S’enfonçant de plus en plus dans des régions qui semblent oubliées du monde, le groupe aperçoit un ciel homme Aron Kente (Luca Sabin) qui les interpelle et leur demande de l’emmener en voiture vers la scierie du village roumain d’Intregalde, un village perdu dans la profondeur des forêts de Transylvanie. Les jeunes gens palabrent : Dan souhaite poursuivre leur mission alors que Maria insiste pour venir en aide à et transporter ce vieillard perdu au milieu de la route. Ils s’arrêtent, lui demandent où il va et ce dont il a besoin, et d’un ton qui laisse suggérer que l’homme n’a pas tous ses esprits, il leur dit qu’il est en route pour une scierie. L’y emmener signifie, selon le GPS, s’écarter de l’itinéraire prévu et s’engager dans un chemin qui s’avère rapidement difficile même pour la voiture moderne des travailleurs sociaux. De plus, l’homme, qui parle constamment, semble vivre sur sa propre planète. Dan est rapidement excédé par cet hôte encombrant mais Maria fait preuve d’une immense patience et de beaucoup d’empathie, lui donnant inlassablement les mêmes réponses que le vieillard oublie aussitôt.
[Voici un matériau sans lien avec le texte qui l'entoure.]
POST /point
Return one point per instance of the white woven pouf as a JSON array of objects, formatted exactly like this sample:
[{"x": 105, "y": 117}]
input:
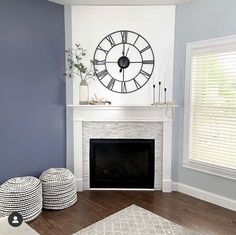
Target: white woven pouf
[
  {"x": 22, "y": 195},
  {"x": 59, "y": 188}
]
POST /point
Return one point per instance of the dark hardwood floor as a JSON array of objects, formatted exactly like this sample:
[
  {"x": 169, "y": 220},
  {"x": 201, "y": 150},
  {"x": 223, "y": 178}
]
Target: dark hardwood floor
[{"x": 177, "y": 207}]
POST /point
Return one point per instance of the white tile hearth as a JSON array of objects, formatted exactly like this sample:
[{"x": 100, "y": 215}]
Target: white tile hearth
[{"x": 124, "y": 130}]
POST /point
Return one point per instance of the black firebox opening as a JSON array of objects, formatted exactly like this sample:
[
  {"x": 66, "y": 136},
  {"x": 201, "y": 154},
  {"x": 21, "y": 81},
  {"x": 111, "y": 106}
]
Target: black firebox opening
[{"x": 122, "y": 163}]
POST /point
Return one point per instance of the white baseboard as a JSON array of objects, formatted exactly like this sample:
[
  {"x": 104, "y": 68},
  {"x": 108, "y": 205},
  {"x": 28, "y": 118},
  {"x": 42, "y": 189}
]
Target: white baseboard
[
  {"x": 121, "y": 189},
  {"x": 166, "y": 186},
  {"x": 205, "y": 196},
  {"x": 79, "y": 184}
]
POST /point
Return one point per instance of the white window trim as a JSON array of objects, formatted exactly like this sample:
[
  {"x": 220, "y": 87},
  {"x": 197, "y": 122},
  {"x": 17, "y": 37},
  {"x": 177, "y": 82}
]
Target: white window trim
[{"x": 189, "y": 163}]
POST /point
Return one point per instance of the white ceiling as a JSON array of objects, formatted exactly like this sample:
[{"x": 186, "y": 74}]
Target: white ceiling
[{"x": 121, "y": 2}]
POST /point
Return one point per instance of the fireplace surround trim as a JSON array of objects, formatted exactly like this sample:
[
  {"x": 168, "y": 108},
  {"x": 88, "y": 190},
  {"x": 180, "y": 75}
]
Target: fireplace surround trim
[{"x": 88, "y": 113}]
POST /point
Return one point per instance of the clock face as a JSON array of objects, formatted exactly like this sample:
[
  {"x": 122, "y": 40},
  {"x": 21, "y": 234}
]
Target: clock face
[{"x": 123, "y": 61}]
En l’accompagnant à la scierie où il dit travailler, leur voiture se retrouve embourbée dans un fossé et la scierie s’avère être abandonnée depuis de nombreuses années. Alors qu’ils sont obligés de passer la nuit avec le vieil homme sénile, leurs idées sur l’empathie et l’altruisme sont mises à rude épreuve. Un des jeunes humanitaires part chercher du secours et laisse les deux jeunes femmes seules dans la nuit qui tombe. Les bruits de la nature se font plus perceptibles et l’inconscient des protagonistes comme celui du public ne peuvent s’empêcher de songer aux histoires qui hantent ces lieux depuis des décennies, sur les terres de Dracula …

Radu Muntean fait de la nature un protagoniste à part entière dès l’avancée du convoi humanitaire : dans le huit-clos de l’habitacle des véhicules, le cinéaste place la caméra à sur la banquette arrière, ce qui permet aux spectatrices et aux spectateurs de voyager aux côtés des jeunes humanitaires, de partager leurs conversations et d’admirer, tout d’abord, de magnifiques étendues de prairies et de vallons puis de découvrir les forêts des plus en plus denses, à l’atmosphère austère vu la neige abondante et le froid vif qui y règne.

Radu Muntean, l’un de ses meilleurs représentants de la nouvelle vague roumaine, nous surprend. Même si son précédent film, Alice T., a eu moins de retentissement que ses précédentes réalisations, le cinéaste roumain est considéré comme l’un des cinéastes majeurs de la Nouvelle Vague roumaine et sa filmographie est déjà une référence dans le cinéma d’auteur contemporain. Son nouveau film, tourné pendant la pandémie, inaugure une nouvelle réalité au sein de son cinéma en quittant l’univers urbain des grandes villes et de leurs problèmes pour entraîner son public dans une nature oubliée à l’image de ses habitants, des villageois qui semblent survivre plus que vivre, délaissés par leur propre gouvernement.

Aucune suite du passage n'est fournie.